Joesbury closes his eyes, praying for inspiration. He opens them and stares at his hands, white with tension, on the steering wheel.
He remembers Beenie again, trying to throw him off track with talk about destroying the barrier.
Relatively small explosives at the most vulnerable point of each lift mechanism.
If you want to take something out, you attack its weakest point.
The wheel, though, is a structure with no obvious weak point. A wheel is a construct of equal strength around its entire circumference. How do you attack a wheel?
You break it away from its column.
Exert enough force and the wheel in his hands would break away from the column holding it to the boat, becoming useless. He turns back to the Eye. A modest explosion in the spindle that fixes the wheel to its supporting uprights would rupture the connection.
This is something they’ve been planning for months.
The structure will be maintained regularly. Engineers will have access to the spindle. The explosives could have been left in it months ago.
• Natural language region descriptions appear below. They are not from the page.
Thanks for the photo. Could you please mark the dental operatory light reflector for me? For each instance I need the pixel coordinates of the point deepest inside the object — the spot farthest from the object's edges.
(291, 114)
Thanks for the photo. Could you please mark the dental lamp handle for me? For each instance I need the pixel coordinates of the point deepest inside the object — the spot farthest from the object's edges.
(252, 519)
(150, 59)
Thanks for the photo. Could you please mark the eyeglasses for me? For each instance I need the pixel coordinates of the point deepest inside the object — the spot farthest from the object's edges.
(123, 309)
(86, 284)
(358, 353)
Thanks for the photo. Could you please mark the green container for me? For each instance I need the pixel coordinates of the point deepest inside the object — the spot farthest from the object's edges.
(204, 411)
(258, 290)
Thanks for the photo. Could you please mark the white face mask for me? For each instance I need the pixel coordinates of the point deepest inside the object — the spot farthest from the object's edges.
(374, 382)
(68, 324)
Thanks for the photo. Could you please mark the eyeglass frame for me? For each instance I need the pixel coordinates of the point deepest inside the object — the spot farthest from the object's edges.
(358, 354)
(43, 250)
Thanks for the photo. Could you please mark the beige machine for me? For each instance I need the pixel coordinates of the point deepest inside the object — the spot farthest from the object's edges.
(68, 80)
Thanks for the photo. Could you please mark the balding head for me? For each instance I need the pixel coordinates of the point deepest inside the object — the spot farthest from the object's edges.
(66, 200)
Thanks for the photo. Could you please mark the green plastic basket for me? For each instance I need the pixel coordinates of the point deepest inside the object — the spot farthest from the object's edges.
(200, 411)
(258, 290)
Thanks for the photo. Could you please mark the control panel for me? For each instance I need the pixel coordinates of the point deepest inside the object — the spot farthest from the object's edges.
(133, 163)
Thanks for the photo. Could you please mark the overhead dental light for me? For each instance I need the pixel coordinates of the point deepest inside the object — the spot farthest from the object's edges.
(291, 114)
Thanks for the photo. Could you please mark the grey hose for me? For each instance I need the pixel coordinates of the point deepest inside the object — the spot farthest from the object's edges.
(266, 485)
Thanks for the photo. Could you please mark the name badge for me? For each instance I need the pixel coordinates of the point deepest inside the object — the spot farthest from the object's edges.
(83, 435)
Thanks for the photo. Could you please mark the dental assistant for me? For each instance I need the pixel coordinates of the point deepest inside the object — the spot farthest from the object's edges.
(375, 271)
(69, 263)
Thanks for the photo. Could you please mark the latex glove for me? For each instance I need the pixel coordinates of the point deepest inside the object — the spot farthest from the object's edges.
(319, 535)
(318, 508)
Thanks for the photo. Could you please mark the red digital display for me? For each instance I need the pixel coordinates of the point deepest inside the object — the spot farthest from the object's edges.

The man at his side, with his eyes trained on the capsule that is just about to reach the highest point, is about to dial the combination on his phone and trigger the explosion.
Joesbury has never thought as fast before in his life.
When the spindle is compromised, the weight of the wheel and its thirty-two capsules will be too great for the restraining wires to hold. The wheel will fall, probably quite slowly at first, because the wires will snap one at a time, but inevitably, because no force on earth could halt that propulsion once it begins. The wheel will fall and hit the surface of the river.
Lacey gives a tiny, almost imperceptible jerk, and he sees a flash of triumph in her eyes. Fred is free. Both of them can move now, although their ankles are still bound. Sweat is pouring down Joesbury’s back.
When the wheel hits the river, one of two things will happen. Either it will sink immediately and those people who aren’t killed in the fall will drown long before emergency services can cut them free. Or – and this is quite possibly the worst of the two alternatives – the wheel will stay afloat for a while and will drift off downstream. Its slow passage down the river will be witnessed by thousands of people on the banks, and millions around the world as the footage is inevitably captured, and the slow deaths of hundreds of people will be watched by the entire planet.